Plecanatide could conceivably win away share from Linzess because of an arguably better safety profile. Specifically, the reported rate of severe diarrhea in clinical trials was less for plecanatide than it was for Linzess. The two drugs haven't been compared in head-to-head studies, but patients and doctors could conceivably view plecanatide as superior to Linzess because of this finding.
Now what: Last year, Linzess' U.S. revenue totaled $455 million, but wrestling away some of those sales won't come cheap, and that's got Synergy Pharmaceuticals right-sizing its balance sheet.
In March, the company exchanged shares for half of its outstanding convertible notes due in 2019. That move dilutes existing shareholders, but it also significantly lowers Synergy Pharmaceutical's interest expense and gives it additional financial flexibility.
Financial flexibility is particularly important for this company because management used up $101 million in net cash on operating activities in 2015, and the company exited March with about $112 million in cash and cash-like securities on its books.
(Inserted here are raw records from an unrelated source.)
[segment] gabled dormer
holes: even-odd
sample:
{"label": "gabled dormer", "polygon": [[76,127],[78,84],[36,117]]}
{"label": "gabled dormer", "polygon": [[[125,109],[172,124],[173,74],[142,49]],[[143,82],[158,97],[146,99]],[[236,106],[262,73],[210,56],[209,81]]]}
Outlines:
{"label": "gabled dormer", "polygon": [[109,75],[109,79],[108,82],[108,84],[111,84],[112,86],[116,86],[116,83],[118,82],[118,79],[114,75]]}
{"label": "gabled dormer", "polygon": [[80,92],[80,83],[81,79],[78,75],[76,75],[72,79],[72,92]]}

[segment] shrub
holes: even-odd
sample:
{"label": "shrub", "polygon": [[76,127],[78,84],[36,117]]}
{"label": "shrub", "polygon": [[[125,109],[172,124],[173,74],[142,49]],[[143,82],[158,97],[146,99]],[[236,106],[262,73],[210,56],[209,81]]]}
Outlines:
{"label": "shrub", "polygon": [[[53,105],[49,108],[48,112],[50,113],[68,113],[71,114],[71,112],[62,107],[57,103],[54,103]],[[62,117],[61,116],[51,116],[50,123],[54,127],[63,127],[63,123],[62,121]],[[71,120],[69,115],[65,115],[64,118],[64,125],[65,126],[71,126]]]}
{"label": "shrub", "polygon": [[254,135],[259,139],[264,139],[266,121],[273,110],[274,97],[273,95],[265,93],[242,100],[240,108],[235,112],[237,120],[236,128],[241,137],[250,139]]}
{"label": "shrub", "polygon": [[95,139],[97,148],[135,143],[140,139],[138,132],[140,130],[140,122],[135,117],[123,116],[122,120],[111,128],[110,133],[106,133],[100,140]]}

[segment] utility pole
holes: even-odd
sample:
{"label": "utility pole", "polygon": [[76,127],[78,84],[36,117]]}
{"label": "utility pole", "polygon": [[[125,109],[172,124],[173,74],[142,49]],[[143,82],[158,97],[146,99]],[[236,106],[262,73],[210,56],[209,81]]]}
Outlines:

The market opportunity for plecanatide could be bigger than Synergy Pharmaceuticals' market cap, and that makes this stock tempting. However, there are still some important question marks that are keeping me on the sidelines. Notably, despite cutting its $151 million in debt in half, the balance sheet is still a bit suspect given the company's cash-burn rate and expected increase in expenses. Also, the company's CFO, Gary Sender, resigned last month after only five months on the job to take the CFO position at another clinical-stage company, Nabriva Therapeutics AG. While Sender's decision doesn't necessarily indicate anything (people do resign for personal reasons, after all), it still makes me wonder why he felt the opportunity at this other company was better than the opportunity presented by Synergy Pharmaceuticals. In typical fashion, Sender and the company issued boilerplate comments wishing each other well.
Overall, until we get more insight into how big of an impact pre-commercialization efforts will have on the company's cash burn this year, I think it's best to focus on other investment ideas.